There is another closely related fungus (Gymnosporangium cornutum) that alternates between juniper and rowan, so I asked her if there were any records of Gymnosporangium clavariiforme doing this as well, because there were rowans growing in the forest at Fidjadalen, but it has apparently never been seen on rowans.
Thus we were left with a mystery about this fungus in the forest there!
It was also something of a mystery to me how the forest at Fidjadalen had regenerated spontaneously and seemingly simultaneously over such a large area, when there were no old trees that we saw that could have acted as the seed source for the young ones. The explanation that was offered was that there had been remnant trees left on rocky ledges high on the cliffs of both sides of the valley, and the seeds had been dispersed from there by the wind. While this may be the case, it didn’t satisfy me entirely, and I suspect there must have been other factors at work as well. For instance, although the farm had been disused since 1915, and presumably there had been very few herbivores there since then (we saw no evidence of deer or moose in the area at all), why were the new trees only 30-40 years old, meaning that they must have started growing from about 1980 onwards? Why weren’t there 100 year old trees, that germinated after people left the area when the farm was unoccupied? Perhaps people from lower down, in Frafjord, below the Månafosssen waterfall, still brought their livestock up into Fidjadalen in the summers and that suppressed the growth of any new trees until 1980 or so? Some event or change must have taken place at about that time, which enabled the rapid and seemingly simultaneous regeneration of young woodland through the valley then – I’ll have to make further enquiries about the history of the area to tease out the full story.

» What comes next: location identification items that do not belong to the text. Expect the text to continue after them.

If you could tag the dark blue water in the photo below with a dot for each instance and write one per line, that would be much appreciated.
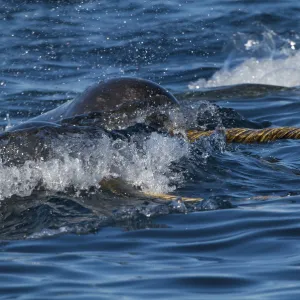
(63, 238)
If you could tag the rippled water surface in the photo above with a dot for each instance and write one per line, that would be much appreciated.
(230, 64)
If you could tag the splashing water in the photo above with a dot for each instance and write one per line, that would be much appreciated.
(268, 63)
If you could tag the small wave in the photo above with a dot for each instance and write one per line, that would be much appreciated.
(82, 164)
(263, 62)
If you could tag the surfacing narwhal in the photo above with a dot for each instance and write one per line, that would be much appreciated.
(110, 97)
(116, 95)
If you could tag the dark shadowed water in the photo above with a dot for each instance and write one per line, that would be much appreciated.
(63, 238)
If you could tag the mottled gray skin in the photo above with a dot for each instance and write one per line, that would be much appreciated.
(106, 96)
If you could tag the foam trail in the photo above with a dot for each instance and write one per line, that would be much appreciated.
(82, 164)
(270, 71)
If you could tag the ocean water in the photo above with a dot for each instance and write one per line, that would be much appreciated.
(230, 64)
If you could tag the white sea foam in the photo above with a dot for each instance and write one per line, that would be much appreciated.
(279, 70)
(83, 164)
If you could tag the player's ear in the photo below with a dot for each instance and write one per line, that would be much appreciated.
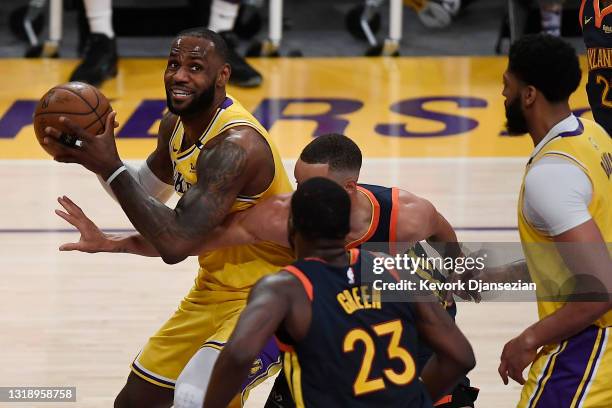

After two nights at the Mån farmhouse, we left Fidjadalen and hiked back out to our vehicles for the next part of our trip in Norway. The time there had been very stimulating and informative for all of us, with good conversations about what we’d seen (and what was missing from the forest) in the evenings. It gave us a strong sense of what could happen in the Highlands of Scotland as well, in the way of widespread native forest regeneration, if a similar substantial reduction in large herbivore numbers can be achieved.